[上海 13日 ロイター] - 中国人民銀行(中央銀行)は13日、中期貸出ファシリティー(MLF)を通じて金融システムに3600億元(530億6000万ドル)を供給したことを明らかにした。金融当局が企業などのデレバレッジ(債務削減)を継続する一方で、金融安定の維持に努めていることがあらためて示された。

全額を1年物MLFで供給し、金利は3.20%で変わらずだった。

7月は総額3575億元のMLFが満期を迎え、うち計1795億元が13日に満期を迎える。

このほか、18日には395億元の1年物MLF、24日には1385億元の6カ月物MLFが満期となる。

トレーダーやアナリストによると、きょうの資金供給は市場の予想範囲内。

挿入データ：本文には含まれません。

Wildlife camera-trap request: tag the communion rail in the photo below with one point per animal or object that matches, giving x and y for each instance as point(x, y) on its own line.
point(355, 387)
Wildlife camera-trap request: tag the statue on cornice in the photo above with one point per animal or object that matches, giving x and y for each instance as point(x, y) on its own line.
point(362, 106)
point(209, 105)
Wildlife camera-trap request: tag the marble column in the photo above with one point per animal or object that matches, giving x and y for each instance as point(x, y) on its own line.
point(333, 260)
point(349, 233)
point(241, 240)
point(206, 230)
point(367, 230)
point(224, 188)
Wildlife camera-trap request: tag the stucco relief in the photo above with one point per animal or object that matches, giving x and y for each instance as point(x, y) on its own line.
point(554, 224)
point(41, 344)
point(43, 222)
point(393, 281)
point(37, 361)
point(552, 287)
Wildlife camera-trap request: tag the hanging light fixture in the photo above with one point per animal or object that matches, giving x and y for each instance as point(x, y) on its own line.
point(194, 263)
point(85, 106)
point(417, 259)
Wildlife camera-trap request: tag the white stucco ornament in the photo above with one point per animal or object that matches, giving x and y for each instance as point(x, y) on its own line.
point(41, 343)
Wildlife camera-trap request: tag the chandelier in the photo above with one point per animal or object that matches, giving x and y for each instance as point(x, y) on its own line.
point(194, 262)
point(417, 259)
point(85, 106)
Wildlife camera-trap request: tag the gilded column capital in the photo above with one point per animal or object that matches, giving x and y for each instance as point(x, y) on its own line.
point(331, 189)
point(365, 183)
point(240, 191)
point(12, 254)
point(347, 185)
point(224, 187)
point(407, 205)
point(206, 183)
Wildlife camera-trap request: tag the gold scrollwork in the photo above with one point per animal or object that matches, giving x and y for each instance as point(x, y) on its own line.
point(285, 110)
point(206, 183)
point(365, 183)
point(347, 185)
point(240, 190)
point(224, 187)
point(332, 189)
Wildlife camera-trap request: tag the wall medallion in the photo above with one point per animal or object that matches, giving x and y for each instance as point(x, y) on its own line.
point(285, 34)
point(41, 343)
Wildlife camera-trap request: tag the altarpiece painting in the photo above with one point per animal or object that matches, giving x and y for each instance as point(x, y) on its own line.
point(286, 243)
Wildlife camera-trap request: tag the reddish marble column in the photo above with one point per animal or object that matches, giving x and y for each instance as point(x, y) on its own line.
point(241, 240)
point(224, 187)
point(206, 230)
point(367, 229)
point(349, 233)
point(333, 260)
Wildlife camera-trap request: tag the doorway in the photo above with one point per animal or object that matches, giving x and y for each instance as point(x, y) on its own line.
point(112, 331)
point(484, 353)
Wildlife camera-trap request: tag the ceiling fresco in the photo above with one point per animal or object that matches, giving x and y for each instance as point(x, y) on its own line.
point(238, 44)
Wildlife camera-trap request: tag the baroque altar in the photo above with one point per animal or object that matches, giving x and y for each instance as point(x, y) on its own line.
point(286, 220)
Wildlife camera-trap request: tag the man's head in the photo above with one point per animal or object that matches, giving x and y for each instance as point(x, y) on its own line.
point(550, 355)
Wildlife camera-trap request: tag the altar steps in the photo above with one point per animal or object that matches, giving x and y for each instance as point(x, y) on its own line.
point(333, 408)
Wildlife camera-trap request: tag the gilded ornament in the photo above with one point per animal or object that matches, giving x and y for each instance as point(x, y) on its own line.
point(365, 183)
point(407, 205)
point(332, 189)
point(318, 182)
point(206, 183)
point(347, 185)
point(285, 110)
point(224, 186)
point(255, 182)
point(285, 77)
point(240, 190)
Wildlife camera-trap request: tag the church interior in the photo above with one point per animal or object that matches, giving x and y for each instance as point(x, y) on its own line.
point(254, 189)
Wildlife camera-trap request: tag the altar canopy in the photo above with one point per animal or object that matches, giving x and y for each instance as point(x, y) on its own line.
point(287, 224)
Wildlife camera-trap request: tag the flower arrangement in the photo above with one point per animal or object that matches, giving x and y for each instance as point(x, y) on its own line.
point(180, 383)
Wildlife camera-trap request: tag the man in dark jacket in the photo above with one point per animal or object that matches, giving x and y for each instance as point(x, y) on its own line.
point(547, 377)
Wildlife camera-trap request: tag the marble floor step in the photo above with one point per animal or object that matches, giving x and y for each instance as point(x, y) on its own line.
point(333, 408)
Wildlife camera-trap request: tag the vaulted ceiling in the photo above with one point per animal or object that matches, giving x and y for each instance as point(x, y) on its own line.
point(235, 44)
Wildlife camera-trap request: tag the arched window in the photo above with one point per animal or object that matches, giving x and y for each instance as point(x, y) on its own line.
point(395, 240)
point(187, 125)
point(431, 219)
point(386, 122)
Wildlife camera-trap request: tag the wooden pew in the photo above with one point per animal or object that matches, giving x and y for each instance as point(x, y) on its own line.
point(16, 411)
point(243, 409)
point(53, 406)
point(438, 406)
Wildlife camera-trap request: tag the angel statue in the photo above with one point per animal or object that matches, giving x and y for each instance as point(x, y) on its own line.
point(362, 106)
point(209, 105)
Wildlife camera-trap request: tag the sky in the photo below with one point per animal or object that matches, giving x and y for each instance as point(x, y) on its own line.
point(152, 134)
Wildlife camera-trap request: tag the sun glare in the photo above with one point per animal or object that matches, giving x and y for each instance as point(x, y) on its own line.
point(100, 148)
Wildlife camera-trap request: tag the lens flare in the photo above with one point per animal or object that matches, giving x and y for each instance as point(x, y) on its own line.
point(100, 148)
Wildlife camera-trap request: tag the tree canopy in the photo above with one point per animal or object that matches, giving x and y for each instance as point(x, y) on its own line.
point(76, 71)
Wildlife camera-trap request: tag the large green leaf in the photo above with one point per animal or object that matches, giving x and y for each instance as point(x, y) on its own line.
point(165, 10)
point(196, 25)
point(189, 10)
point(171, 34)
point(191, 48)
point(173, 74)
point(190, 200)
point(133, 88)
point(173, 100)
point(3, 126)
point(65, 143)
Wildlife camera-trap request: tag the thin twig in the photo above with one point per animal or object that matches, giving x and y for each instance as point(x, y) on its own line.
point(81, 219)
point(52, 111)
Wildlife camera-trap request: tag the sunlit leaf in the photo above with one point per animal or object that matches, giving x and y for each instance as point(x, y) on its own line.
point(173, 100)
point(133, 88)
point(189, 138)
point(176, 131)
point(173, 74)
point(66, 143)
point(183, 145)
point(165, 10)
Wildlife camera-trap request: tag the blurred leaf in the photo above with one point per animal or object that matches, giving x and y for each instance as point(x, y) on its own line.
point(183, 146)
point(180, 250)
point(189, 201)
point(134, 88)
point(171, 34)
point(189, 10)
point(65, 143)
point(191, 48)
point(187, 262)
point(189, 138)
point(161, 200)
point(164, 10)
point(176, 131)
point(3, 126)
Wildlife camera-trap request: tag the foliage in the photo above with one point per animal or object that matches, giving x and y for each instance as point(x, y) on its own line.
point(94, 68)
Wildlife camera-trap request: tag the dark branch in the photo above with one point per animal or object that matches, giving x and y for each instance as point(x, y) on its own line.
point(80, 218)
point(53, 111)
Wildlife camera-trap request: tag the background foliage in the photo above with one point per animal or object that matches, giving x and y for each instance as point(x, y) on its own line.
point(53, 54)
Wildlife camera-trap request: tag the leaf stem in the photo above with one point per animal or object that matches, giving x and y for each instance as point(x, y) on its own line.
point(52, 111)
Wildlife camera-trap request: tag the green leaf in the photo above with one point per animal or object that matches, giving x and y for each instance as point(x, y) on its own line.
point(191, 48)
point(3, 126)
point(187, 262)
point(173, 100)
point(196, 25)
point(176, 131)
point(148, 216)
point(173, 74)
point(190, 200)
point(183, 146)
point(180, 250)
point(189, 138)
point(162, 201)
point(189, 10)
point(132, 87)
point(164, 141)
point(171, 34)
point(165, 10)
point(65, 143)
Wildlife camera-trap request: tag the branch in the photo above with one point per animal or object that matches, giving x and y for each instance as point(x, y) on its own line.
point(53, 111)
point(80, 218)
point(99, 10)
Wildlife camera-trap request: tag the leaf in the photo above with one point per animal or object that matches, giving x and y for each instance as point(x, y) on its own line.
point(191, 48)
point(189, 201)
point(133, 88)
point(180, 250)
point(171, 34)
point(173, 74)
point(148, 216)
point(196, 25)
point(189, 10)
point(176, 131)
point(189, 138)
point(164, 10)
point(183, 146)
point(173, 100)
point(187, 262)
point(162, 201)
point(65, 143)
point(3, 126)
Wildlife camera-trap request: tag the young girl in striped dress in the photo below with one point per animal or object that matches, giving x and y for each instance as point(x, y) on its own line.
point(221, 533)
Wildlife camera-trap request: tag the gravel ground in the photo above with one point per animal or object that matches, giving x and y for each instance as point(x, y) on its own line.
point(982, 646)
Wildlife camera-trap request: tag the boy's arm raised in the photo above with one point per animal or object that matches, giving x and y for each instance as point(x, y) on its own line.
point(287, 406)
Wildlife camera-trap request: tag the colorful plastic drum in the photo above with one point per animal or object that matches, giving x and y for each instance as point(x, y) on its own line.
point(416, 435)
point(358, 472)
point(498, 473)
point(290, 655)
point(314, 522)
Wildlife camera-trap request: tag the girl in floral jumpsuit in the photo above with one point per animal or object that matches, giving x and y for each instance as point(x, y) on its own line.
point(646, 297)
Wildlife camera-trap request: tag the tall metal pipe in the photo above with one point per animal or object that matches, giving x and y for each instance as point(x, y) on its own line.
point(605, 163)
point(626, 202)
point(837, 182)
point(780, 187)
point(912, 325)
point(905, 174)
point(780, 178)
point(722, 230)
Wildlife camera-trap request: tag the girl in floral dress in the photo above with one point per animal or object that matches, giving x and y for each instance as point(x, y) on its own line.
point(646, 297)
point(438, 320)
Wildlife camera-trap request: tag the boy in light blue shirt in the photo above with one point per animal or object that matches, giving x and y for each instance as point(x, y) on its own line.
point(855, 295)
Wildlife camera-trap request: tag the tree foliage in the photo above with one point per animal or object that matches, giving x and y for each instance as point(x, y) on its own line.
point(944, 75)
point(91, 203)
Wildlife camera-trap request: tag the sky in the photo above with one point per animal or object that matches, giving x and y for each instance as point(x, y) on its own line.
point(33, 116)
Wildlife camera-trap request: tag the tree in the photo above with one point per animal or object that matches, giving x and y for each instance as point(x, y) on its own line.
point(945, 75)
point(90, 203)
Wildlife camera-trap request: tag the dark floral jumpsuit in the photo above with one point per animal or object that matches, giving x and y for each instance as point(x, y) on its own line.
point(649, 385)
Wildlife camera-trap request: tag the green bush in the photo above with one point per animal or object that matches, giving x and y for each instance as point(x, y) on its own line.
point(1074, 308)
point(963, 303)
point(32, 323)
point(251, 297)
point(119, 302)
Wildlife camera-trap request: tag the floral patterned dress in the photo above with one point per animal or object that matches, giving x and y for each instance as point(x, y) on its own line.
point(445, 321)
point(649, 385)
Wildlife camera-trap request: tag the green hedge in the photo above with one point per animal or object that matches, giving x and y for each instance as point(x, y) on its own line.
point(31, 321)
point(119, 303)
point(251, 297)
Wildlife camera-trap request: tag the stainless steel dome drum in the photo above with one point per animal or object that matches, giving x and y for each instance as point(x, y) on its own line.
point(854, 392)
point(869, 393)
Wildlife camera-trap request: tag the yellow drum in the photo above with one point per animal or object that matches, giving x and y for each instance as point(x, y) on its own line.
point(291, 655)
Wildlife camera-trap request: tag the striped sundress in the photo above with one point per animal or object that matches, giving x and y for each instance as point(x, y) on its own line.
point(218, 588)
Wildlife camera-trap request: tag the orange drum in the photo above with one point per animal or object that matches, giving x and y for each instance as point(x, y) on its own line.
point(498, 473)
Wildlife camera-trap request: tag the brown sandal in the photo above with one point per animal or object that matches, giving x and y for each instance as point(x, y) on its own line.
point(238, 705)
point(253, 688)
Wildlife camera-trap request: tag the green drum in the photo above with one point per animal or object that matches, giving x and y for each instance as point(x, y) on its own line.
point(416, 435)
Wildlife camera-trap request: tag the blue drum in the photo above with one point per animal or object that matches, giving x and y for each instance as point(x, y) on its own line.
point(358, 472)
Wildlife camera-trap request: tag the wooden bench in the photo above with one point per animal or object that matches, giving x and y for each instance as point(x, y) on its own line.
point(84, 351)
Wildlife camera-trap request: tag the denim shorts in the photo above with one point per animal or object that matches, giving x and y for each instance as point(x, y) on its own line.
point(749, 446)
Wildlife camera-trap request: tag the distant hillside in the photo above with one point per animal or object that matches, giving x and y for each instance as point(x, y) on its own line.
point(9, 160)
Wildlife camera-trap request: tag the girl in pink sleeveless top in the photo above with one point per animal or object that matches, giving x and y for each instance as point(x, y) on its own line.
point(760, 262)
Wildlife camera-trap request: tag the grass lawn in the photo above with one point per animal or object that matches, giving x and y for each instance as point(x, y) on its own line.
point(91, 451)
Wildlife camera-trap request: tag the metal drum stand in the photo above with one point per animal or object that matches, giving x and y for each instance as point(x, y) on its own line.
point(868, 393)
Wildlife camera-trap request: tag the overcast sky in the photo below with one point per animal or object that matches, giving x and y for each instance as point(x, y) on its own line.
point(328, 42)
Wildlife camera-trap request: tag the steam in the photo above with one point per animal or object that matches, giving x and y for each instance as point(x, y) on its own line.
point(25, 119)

華宝信託(上海)のアナリスト、ニー・ウェン氏は今回の供給について「中立的」だとした上で、「6月後半以降、債務の削減ペースが鈍化する一方で、金融システムの流動性は改善してきた」と指摘。

また、4月から6月初めのデレバレッジ加速が金融市場に影響を与えたことを受け、当局は下半期の主要な課題として金融安定を掲げているとの見方を示した。

しかし、上海のある債券トレーダーは、この日の1年物MLFを通じた供給は、7月の一部供給が数カ月の満期であることから、満期長期化の影響が出るかもしれないと指摘。

また、銀行は影響を受けないとみられるが、短期借り入れコストにより敏感な企業は結果的に弱気な見通しとなるかもしれないと話した。